RITUALE DELL’UOMO CERVO
Carnevale di Castelnuovo al Volturno: alla scoperta del rituale dell’uomo cervo
Semel in anno licet insanire: una volta all’anno è lecito fare pazzie. È così che recita una nota sentenza, attribuita a Seneca. E quando, se non a Carnevale, è permesso tirar fuori quella radice ancestrale e tracotante dell’essere umano, quel puro istinto che appartiene alla profonda natura animalesca dell’uomo? Quella che rappresenta, in fondo, la conditio sine qua non della rinascita, del trionfo dell’ordine sul caos. D’altronde, è questa la vera essenza del Carnevale: attraversare la perdizione, per poi risorgere. La natura ha bisogno di morire, per rinascere, poi, a primavera. Ed è così che, dai tempi in cui mito, leggenda e realtà si confondono, il passaggio da una stagione all’altra viene sancito con un rituale apotropaico.
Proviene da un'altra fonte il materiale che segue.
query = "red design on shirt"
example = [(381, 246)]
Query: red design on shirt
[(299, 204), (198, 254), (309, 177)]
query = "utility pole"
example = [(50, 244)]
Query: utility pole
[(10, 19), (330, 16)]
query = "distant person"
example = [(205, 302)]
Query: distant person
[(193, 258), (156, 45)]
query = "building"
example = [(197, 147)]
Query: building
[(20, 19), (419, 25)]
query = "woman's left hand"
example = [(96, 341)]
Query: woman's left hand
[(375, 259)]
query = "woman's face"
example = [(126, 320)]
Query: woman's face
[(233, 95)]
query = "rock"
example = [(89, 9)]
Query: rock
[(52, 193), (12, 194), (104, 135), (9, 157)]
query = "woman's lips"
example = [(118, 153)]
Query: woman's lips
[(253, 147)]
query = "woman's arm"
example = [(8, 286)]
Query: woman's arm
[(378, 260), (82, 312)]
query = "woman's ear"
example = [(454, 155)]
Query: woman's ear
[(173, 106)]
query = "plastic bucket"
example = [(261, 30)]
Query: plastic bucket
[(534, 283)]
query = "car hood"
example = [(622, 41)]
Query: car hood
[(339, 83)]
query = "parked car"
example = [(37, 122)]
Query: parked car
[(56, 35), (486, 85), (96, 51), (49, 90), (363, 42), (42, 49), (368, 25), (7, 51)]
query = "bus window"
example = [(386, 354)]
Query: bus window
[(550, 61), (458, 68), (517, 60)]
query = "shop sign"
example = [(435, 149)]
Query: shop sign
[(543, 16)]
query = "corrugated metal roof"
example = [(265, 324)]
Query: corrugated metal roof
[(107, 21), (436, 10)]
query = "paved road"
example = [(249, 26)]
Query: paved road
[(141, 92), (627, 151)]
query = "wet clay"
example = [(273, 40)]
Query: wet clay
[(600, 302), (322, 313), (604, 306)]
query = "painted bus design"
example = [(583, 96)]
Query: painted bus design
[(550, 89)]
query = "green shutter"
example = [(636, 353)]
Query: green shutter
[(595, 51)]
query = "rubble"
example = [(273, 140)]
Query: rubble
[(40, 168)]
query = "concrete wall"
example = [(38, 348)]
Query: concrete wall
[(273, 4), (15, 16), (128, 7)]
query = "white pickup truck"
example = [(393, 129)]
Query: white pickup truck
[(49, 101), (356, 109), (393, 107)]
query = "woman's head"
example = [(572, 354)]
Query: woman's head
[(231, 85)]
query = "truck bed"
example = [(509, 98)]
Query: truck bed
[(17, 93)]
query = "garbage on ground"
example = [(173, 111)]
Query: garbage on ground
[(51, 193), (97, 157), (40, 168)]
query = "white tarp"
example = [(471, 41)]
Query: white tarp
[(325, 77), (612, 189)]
Immaginiamo, ora, di essere a Castelnuovo al Volturno, frazione di Rocchetta a Volturno, incantevole zona della provincia di Isernia. È l’ultima domenica di Carnevale e, la cornice crepuscolare del tramonto che avvolge l’unica piazza presente, le case e i monti delle Mainarde in un unico e suggestivo dipinto, offre lo scenario per un rituale carnevalesco tutto molisano: il rito dell’Uomo Cervo, “Gl’ Cierv” per la precisione. Il tintinnio ridondante dei campanacci, suonati dalle Janare in arrivo, lascia presagire a centinaia di spettatori trepidanti di attesa che qualcosa di magico si sta per compiere. E, poi, ecco gli Zampognari. Trambusto, grida ossesse e bramiti annunciano l’arrivo impetuoso dell’Uomo Cervo, la bestia, “Gl’ Cierv”; i suoi attributi sono quelli tipici dell’universo ferino, nella sua dimensione tutta pre-umana (e pre-umanizzata): vestito di pelli e sulla testa grandi corna ramificate. Inchiostro nero sul volto e campanacci sul petto, esso è il simbolo dell’inverno, della fame, del freddo, della mendicanza, la figurazione della parte più buia dell’animo umano, dell’irragionevole, della travolgente tendenza autodistruttrice. In preda ad una furia indomabile, crea scompiglio nella piazza, urlando e dimenandosi con violenza selvaggia. Nemmeno le movenze più aggraziate della bianca Cerva, la sua compagna, riescono a placarlo.
Come ogni mito comanda, è necessario un eroe civilizzatore: ed ecco Mago Martino, misterioso personaggio venuto dalla montagna, l’incarnazione del Bene chiamato a domare il Male: le bestie, adesso, sono state soggiogate. Ma non è sufficiente: il Male torna a vincere, perché i cervi riescono a divincolarsi e a seminare panico ancora una volta. Soltanto il definitivo intervento del Cacciatore, colui che incarna il trionfo della giustizia sulla tracotanza, riesce a frenare le forze disgregatrici: le bestie sono a terra, ferite dal colpo esiziale dell’arma da fuoco. Tuttavia, se è vero che la vita offre sempre una seconda possibilità, vien da sé che non tutto è stato ancora compiuto: il Cacciatore soffia “un alito di vita” nelle orecchie dei due animali ed essi si rianimano. Una possibilità di redenzione, una nuova vita lontana dalle asprezze degli istinti, dalla contaminazione. Gli animali, ora, sono liberi di correre verso le montagne, verso la natura incontaminata e rigenerati da un afflato di umanità. L’inverno è giunto al termine, torna la Primavera e, con essa, il rigoglio della Vita.